При этой просьбе les pieux souvenirs окончательно исчезли. Мне вдруг показалось, что я очутился в каком-то темном складе, где грудами навалены куколки, куколки, куколки без конца. Отличные куколки, лучшие в своем роде. Одеты — прелесть; ручки, ножки, личики, грудки — восторг; даже звуки какие-то издают, делают некоторые несложные движения головкой, глазками. Словом сказать, любую из них посадил бы в гостиную и любовался бы, как она глазки заводит. И вдруг одна из куколок встает и говорит: покажите, пожалуйста, как мне пройти в литературу! это я не для себя прошу… фи! а для Филофея Иваныча! И при этом начинает лепетать: «Бедная Лиза», «Марьина Роща», «Сарепта», «Вадим»… Куколка, куколка! да ведь ты картонная! как это язычок твой выговорил: ли-те-ра-ту-ра? — Ах, это не я, это Филофей Иваныч… Как тут быть? Начать объяснять, что литература есть нечто серьезное и совсем не кукольное — не поверит; доказывать, что «Бедная Лиза» давно уж не представляет достаточного мерила для сравнения — не поймет…

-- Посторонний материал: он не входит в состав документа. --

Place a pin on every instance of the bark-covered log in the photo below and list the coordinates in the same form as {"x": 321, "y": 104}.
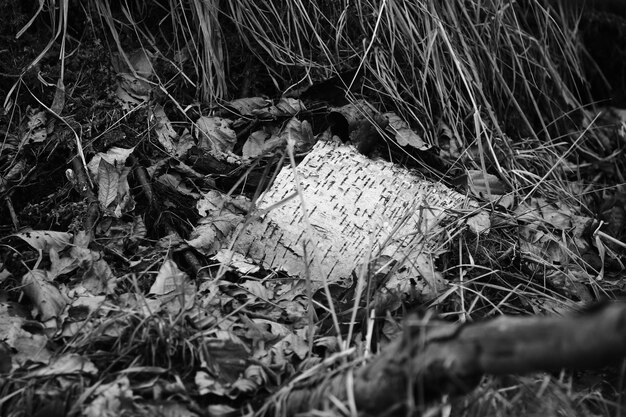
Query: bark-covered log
{"x": 432, "y": 359}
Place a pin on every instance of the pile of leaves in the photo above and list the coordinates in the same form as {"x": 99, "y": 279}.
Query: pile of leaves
{"x": 138, "y": 151}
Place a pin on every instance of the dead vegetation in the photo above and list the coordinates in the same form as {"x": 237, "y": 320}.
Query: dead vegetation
{"x": 263, "y": 208}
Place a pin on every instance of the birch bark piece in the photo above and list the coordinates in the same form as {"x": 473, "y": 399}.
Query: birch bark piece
{"x": 357, "y": 209}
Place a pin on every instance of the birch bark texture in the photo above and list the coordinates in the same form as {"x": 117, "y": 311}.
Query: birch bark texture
{"x": 342, "y": 210}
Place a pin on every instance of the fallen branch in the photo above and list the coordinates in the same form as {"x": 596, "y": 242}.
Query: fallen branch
{"x": 432, "y": 359}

Но тем-то именно и сильны куколки, что они ничего не понимают. И ежели, при этой силе непонимания, найдется мудрец, который овладеет ею и добьется, что куколка что-нибудь затвердит, то она, в пользу этого затверженного, способна будет на всякие доступные куколке подвиги. Будет с утра до вечера повторять одно и то же слово, будет сердиться, ронять слезки, жаловаться на судьбу. И непременно в конце концов чего-нибудь добьется: если не прямо несообразность какую-нибудь вынудит сделать, то заставит наобещать с три короба, налгать.
— Послушай, Наташа, неужели ты не знаешь, что литература — это своего рода республика, в которой таких мест, куда бы можно было «пристроить», не полагается? — спросил я, вместо ответа.
Я нарочно употребил такой оборот речи, чтоб она не сразу могла понять. Я думал: надо ее поразить чем-нибудь помудренее, заставить ее сначала прислушаться, постараться заучить. Она заучит, перескажет Филофею и, разумеется, переврет. Выйдет сначала одно недоразумение, потом еще недоразумение, потом десятки, сотни недоразумений — смотришь, ан время-то и прошло. Однако ж она даже и этой перспективы меня лишила.